Ar­dent dis­tri­bu­tion com­ing

Welsh Car­son could reap up to $277 mil­lion

Modern Healthcare - - The Week In Healthcare - Vince Gal­loro

Like three other pri­vately held hospi­tal com­pa­nies, Ar­dent Health Ser­vices said last week that it is plan­ning to make a dis­tri­bu­tion to its share­hold­ers. Whether, like many other in­vestor-owned hospi­tal com­pa­nies, eight-hospi­tal Ar­dent also is gear­ing up for po­ten­tial hospi­tal ac­qui­si­tions, the com­pany wouldn’t say.

Ar­dent plans to is­sue a $400 mil­lion term loan due in 2016 and a $75 mil­lion re­volv­ing credit fa­cil­ity that ends in 2015. The term loan will fund a dis­tri­bu­tion to its ma­jor­ity owner, pri­vate eq­uity firm Welsh Car­son An­der­son & Stowe, of up to $277 mil­lion, said Ashley Crab­tree, Ar­dent’s vice pres­i­dent and trea­surer.
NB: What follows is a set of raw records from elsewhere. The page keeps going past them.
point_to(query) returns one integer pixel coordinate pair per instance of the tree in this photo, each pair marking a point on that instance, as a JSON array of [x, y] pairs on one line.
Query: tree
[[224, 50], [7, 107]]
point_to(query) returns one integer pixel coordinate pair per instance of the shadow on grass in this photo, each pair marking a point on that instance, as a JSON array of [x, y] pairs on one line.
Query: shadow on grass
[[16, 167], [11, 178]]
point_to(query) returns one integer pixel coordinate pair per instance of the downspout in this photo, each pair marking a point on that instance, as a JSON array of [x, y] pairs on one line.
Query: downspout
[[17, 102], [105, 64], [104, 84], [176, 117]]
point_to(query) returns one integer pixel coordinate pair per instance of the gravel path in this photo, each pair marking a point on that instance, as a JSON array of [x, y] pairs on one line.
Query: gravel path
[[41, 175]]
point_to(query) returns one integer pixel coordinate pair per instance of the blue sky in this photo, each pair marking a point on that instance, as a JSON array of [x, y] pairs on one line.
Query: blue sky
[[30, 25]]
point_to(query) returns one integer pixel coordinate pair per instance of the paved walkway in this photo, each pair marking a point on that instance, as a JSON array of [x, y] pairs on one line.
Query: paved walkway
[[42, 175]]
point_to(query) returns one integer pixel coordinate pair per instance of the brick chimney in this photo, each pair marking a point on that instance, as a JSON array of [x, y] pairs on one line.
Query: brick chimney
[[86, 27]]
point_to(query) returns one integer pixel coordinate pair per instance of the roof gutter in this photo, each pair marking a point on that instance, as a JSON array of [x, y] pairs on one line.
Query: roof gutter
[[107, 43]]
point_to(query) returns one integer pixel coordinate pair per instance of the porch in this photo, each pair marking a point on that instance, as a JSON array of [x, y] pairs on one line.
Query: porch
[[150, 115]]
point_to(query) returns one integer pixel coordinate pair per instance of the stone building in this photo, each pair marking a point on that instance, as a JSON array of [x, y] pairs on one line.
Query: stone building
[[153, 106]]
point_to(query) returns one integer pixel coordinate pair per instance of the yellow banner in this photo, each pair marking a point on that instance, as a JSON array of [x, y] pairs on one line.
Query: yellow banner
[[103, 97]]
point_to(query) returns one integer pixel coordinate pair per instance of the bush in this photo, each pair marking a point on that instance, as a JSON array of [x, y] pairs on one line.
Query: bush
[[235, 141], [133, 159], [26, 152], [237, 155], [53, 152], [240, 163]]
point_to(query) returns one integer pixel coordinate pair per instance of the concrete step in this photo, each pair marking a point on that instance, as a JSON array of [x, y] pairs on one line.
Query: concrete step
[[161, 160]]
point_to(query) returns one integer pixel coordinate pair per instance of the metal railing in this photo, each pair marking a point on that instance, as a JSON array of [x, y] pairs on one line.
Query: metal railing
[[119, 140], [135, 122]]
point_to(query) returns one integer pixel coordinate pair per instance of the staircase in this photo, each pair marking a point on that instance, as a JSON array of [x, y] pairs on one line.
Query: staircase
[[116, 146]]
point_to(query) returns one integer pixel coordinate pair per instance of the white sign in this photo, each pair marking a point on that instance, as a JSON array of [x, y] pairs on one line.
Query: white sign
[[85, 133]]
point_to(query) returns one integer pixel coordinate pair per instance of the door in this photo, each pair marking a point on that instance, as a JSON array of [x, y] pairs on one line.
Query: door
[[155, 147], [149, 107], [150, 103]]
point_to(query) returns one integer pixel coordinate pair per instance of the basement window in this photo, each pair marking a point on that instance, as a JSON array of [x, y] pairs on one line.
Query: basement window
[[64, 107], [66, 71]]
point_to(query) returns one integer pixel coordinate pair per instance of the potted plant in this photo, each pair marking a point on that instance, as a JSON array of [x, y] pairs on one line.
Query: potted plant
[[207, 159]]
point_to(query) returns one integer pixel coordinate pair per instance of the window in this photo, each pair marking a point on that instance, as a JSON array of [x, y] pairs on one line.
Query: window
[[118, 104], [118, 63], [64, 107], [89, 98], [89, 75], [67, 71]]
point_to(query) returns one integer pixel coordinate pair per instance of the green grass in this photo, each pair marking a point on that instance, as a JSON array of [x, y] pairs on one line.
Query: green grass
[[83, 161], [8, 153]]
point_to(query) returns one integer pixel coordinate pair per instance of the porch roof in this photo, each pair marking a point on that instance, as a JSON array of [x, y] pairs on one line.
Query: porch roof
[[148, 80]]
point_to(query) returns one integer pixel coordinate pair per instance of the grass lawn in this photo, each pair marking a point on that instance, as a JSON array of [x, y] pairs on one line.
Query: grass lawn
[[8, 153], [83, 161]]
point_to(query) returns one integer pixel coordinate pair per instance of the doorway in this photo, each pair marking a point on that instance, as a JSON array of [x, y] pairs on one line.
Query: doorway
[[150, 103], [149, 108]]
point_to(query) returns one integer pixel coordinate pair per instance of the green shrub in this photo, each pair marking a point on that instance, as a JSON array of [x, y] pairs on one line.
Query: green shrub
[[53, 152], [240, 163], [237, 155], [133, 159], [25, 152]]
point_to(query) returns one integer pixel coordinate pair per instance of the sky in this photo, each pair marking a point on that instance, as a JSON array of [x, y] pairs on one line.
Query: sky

As is the case with fel­low Nashville-area com­pa­nies HCA, Ia­sis Health­care and Van­guard Health Sys­tems, the dis­tri­bu­tion is based on Ar­dent’s good fi­nan­cial per­for­mance in 2009, Crab­tree said.

“Welsh Car­son re­mains a very com­mit­ted spon­sor to the com­pany,” Crab­tree said. “They have been in this in­vest­ment since 2001, and this is the first mean­ing­ful dis­tri­bu­tion that will have been made to Welsh Car­son since then.”

The re­main­der of the term loan funds will be used to re­tire some ex­ist­ing debt and for gen­eral cor­po­rate pur­poses that could in­clude ac­qui­si­tions, but the money is not nec­es­sar­ily ear­marked for that, Crab­tree said.

Stan­dard & Poor’s and Moody’s In­vestors Ser­vice both gave Ar­dent a rat­ing be­low in­vest­ment grade. The rat­ings are con­sis­tent with what those agen­cies have given Ar­dent’s peer com­pa­nies, Ia­sis and Van­guard, Crab­tree said. S&P gives all three com­pa­nies a cor­po­rate credit rat­ing of B, which is two steps be­low the low­est in­vest­ment-grade rat­ing. Moody’s gives all three com­pa­nies an over­all rat­ing of B2, which is es­sen­tially the same step on its rat­ings lad­der as S&P’s rat­ings of the com­pa­nies.

Both rat­ings agen­cies cited the in­creased lever­age that the trans­ac­tion will bring; ac­cord­ing to Moody’s, the new bor­row­ing will raise the ra­tio of debt to earn­ings be­fore in­ter­est, taxes, de­pre­ci­a­tion and amor­ti­za­tion to 4 from 2.4. They also noted Ar­dent’s lack of ge­o­graphic di­ver­sity, as its eight hos­pi­tals are in Al­bu­querque and Tulsa, Okla.

As a risk, S&P cited the com­pany’s re­liance on Al­bu­querque for its prof­its. It also cred­ited the com­pany with di­vest­ing weak-per­form­ing hos­pi­tals in the Tulsa mar­ket and a physi­cian prac­tice group in Al­bu­querque and cut­ting con­tract la­bor, all con­tribut­ing to an in­crease in op­er­at­ing mar­gin of two per­cent­age points be­tween 2007 and 2009.

Moody’s also noted Ar­dent’s re­liance on its New Mex­ico health plan for prof­its. Ar­dent has strong po­si­tions in its two mar­kets and recorded net rev­enue of about $1.8 bil­lion in 2009, Moody’s said.